Das Mittwochsbild (46)

Egger-Bier

Irgendwann habe ich sicher mal erwähnt, dass wir Holzwerkstoffe des österreichischen Herstellers Egger verkaufen. Ob es eine Verflechtung mit der österreichischen Brauerei Egger gibt weiß ich nicht. Jedenfalls traf heute ein Kasten Egger-Bier bei uns ein. Konkret: Märzenbier

Das kommt mir gelegen. Heute spielt Schalke in München gegen die Bayern und es spricht nicht wenig dafür, dass ich zu später Stunde des alkoholischen Trostes bedarf. Es gibt aber noch eine geringe Chance das ich Grund zur Freude habe – dann passt es auch.

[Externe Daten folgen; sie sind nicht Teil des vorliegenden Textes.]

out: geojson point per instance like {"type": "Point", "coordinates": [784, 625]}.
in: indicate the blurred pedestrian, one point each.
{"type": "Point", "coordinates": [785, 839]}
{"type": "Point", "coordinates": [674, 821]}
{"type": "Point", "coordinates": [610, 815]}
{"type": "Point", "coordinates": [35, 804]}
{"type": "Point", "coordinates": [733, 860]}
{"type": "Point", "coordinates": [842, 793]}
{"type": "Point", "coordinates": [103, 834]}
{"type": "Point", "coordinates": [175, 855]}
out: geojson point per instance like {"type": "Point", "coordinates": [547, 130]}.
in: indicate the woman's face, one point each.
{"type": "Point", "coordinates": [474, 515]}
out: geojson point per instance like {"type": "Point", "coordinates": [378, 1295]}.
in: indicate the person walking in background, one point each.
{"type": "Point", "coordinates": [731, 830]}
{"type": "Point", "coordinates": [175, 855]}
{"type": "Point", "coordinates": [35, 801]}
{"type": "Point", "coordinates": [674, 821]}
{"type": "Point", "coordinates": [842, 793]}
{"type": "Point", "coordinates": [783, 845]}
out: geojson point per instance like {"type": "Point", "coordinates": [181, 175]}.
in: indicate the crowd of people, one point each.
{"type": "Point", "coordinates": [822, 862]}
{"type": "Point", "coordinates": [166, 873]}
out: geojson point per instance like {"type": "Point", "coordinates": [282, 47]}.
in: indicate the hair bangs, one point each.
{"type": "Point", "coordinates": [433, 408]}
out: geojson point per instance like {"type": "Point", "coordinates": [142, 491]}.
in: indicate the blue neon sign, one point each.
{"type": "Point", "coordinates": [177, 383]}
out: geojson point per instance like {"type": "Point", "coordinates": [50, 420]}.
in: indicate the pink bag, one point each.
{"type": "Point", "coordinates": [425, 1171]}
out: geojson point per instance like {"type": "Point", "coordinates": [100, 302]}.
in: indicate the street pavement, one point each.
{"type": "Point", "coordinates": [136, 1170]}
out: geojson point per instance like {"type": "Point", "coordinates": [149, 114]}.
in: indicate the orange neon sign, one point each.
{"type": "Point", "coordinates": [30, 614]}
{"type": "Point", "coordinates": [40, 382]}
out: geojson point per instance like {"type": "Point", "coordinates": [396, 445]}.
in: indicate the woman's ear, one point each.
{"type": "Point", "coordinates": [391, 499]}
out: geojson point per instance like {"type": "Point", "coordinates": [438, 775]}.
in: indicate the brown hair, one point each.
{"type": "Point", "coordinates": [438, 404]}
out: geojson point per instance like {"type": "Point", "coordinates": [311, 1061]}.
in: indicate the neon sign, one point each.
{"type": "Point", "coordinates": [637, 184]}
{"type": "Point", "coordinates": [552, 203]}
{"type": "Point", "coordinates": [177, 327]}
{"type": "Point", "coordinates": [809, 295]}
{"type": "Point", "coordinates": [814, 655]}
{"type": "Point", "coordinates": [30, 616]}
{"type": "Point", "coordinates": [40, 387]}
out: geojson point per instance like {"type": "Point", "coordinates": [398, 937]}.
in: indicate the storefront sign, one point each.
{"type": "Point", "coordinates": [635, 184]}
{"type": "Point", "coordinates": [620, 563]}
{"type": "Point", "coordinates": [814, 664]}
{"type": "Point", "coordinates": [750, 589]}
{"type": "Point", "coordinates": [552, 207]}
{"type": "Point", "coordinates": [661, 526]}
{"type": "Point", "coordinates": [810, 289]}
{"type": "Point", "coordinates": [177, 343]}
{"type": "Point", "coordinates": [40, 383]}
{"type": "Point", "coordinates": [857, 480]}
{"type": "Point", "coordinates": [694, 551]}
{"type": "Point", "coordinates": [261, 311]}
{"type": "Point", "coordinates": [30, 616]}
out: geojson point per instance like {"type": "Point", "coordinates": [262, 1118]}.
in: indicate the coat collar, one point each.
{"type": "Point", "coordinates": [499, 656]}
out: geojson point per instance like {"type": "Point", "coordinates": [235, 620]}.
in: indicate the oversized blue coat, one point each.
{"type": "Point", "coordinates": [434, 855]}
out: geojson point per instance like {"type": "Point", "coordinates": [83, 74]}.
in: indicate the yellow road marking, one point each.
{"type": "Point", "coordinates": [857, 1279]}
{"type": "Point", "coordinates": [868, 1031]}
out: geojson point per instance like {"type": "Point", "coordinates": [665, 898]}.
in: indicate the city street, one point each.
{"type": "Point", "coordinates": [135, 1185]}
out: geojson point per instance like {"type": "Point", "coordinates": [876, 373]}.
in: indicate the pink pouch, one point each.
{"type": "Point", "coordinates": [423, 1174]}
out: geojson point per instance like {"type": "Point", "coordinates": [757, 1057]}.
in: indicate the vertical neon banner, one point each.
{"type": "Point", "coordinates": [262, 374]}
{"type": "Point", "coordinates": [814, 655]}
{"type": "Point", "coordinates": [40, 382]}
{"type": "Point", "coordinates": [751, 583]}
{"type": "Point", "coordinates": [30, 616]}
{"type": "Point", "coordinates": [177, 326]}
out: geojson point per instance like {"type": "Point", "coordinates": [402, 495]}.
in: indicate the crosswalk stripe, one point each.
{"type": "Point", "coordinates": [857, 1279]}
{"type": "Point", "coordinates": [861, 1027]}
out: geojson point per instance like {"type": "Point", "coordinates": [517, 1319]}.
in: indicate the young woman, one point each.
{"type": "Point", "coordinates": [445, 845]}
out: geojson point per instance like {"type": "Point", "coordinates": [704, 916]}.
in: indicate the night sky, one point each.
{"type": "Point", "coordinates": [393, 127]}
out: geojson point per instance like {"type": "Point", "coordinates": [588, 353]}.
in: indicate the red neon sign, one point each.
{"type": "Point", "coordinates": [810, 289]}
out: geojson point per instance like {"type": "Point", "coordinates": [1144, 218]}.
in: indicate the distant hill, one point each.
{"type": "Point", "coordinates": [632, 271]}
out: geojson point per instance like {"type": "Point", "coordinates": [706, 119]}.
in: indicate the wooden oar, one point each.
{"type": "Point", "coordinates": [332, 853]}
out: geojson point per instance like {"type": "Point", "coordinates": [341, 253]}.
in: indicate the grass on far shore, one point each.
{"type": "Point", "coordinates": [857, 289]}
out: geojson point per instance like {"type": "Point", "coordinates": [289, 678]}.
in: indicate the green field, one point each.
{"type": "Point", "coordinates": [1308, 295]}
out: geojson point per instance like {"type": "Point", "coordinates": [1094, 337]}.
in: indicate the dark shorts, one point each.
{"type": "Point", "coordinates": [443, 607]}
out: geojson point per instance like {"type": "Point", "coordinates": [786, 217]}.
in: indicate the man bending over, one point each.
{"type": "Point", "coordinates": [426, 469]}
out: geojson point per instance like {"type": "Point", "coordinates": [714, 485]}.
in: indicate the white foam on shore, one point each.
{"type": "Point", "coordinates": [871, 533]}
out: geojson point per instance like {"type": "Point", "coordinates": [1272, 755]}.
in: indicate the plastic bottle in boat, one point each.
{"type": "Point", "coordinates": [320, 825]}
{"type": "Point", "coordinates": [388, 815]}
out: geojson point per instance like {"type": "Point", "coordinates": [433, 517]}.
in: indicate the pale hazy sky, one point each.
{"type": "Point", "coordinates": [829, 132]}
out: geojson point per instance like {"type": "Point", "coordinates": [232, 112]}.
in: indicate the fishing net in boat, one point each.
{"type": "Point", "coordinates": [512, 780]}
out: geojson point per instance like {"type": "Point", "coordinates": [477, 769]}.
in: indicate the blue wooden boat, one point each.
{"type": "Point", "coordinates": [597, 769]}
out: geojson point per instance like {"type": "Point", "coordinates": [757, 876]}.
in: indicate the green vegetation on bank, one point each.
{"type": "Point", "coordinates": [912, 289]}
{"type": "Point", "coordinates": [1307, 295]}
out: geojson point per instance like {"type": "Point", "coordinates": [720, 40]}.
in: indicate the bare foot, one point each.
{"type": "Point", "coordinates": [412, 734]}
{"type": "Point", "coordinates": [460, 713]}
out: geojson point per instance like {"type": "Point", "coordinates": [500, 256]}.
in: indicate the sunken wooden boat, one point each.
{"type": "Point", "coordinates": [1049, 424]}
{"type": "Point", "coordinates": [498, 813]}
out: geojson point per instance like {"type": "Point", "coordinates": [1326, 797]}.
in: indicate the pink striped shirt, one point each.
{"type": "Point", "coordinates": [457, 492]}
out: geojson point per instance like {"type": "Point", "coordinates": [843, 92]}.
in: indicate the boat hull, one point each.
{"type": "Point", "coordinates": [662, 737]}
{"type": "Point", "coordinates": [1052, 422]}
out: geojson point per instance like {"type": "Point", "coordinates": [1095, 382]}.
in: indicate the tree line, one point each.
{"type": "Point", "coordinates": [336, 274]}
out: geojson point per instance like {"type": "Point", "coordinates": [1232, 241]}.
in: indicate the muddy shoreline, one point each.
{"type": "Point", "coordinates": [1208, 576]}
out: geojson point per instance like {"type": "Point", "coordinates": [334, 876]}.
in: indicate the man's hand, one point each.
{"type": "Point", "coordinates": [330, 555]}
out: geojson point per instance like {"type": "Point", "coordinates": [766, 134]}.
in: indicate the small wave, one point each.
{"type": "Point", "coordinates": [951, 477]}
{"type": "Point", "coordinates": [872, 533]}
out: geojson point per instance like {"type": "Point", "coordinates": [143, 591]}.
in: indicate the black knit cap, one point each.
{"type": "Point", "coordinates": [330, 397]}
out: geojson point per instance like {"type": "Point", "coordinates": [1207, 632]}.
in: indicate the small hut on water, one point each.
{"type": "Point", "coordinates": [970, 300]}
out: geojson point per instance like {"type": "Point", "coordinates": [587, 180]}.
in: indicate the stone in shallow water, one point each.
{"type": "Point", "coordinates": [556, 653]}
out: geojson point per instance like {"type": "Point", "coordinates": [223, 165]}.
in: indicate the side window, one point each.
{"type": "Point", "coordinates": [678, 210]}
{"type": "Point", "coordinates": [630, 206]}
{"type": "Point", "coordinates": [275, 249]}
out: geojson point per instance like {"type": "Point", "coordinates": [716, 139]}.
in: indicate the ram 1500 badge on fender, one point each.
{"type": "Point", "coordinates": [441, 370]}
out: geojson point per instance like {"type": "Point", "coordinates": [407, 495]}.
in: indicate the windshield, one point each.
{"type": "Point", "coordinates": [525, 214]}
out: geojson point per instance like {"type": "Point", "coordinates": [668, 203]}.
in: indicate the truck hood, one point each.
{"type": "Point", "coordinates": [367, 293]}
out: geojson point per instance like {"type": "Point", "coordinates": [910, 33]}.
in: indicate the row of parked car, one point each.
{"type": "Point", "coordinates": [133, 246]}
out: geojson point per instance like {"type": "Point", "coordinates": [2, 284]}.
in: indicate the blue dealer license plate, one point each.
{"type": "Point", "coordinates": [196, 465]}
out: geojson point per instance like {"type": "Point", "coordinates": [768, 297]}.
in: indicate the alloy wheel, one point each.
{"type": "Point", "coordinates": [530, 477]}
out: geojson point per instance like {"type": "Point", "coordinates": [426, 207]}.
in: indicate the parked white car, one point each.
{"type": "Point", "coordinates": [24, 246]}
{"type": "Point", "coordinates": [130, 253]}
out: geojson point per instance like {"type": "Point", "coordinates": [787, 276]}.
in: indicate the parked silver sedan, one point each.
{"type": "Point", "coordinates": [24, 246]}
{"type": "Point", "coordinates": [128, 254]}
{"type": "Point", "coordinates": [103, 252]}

“Premiumqualität aus Österreich” steht auf der Flasche. Ich werde es prüfen und einen Biertest schreiben. Der wird noch diese Woche im Bierkultblog meines Freundes Remo veröffentlicht.
PROST!

Derby (Blog 393)

Freitag Abend war es mal wieder so weit. Das “Derby” zwischen Dortmund und Schalke fand statt. Wie immer ausverkauft. Live in mehr als 100 Länder übertragen und ein Ärgernis. Auf dem Duisburger Hauptbahnhof erwarteten mich wie man auf dem Foto sieht bierkastenbewehrte Borussen:

Fans

Schalker Fans wären mir genau so unlieb gewesen. Anstatt wie üblich in einem mäßig besetzten Zug einen Blick in meine Lektüre zu werfen und die Vorfreude auf das Wochenende zu genießen mußte ich bis Gelsenkirchen stehen. Körperkontakt mit grölenden, alkoholisierten Menschen war unvermeidbar. Das später noch Schalker Anhänger zustiegen trug nicht zur Entspannung der Lage bei.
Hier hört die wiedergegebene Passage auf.